Kitchen Flooring

Finding something you can walk all over

Your kitchen floor often doubles as a sock-skating rink, a bowling alley and a dish crash test site simultaneously, so you really have to consider durability when installing a new kitchen floor.

Luckily today there are numerous solutions: hardwood, kitchen tiles, carpet and linoleum are all popular choices. Whatever you choose, you must consider how your kitchen will be used and what type of material will last the longest in your environment. Of course, not all floors are considered equal and price will be a big factor in your decision. Here are some of your options:

Vinyl

Vinyl comes in sheets or tiles. It's easy to install, easy to clean and gives the feet a nice cushion.
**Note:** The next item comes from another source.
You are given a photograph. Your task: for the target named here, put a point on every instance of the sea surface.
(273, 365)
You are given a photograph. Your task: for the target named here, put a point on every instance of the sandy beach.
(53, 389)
Available in all kinds of colors and patterns, vinyl can blend seamlessly into most decors. It is very resilient and inexpensive, but is susceptible to water damage when in tile form, and can stain if spills are not wiped up quickly.

Laminate

Solid wood snobs often turn up their noses at this wood alternative, but if you like the look of wood and don’t have a large budget for this portion of your kitchen renovation, laminate is a great alternative. It’s cheap, relatively easy to clean and easy to install. Also, laminate floors are durable, they don’t fade and are more stain resistant than real wood - however, when areas get worn down or excessively stained, the whole floor must be replaced, not just a plank.

Tile

Tiles come in three forms: ceramic, porcelain and quarry. It’s a great material for decorating because there is such a wide variety of sizes, colors and prices to choose from. Tile is extremely durable, and should one happen to break you can replace just that one (Hint: buy extra tiles at the time of purchase in case the style you use is discontinued later on). If you’re looking for something that resists stains, be sure to purchase a glazed tile.

Wood

Common choices for wooden kitchen floors are maple, oak and pine, laid in planks, strips or parquet tiles. (For best results, lay your floors before installing your cabinets.) Wood floors require a lot more maintenance and may not be the best option for kitchens. They can be slippery too, great for sock-skating but not so good when carrying a hot roasting pan full of food at Thanksgiving. Wood floors stain easily, are more easily damaged and cost more than many other options.

Linoleum

With a huge selection of patterns and styles with linoleum available today you don’t have to worry about your kitchen looking like Grandma’s old floor. Keep in mind it’s a little more expensive than vinyl, but is also very resilient and easy to clean.

Carpet

Carpet is an option, although not the most hygienic one. Carpet does offer the best comfort for people who stand and cook for long hours, but food and contaminants are easily trapped in it. Also, stains will show much more on carpet than they will on other materials. If you are considering carpet, shop around and purchase something durable - otherwise your kitchen could end up looking like a test site for spills! Rather than committing to full carpeting, you may want to consider placing small area rugs in spots where you will do a lot of standing.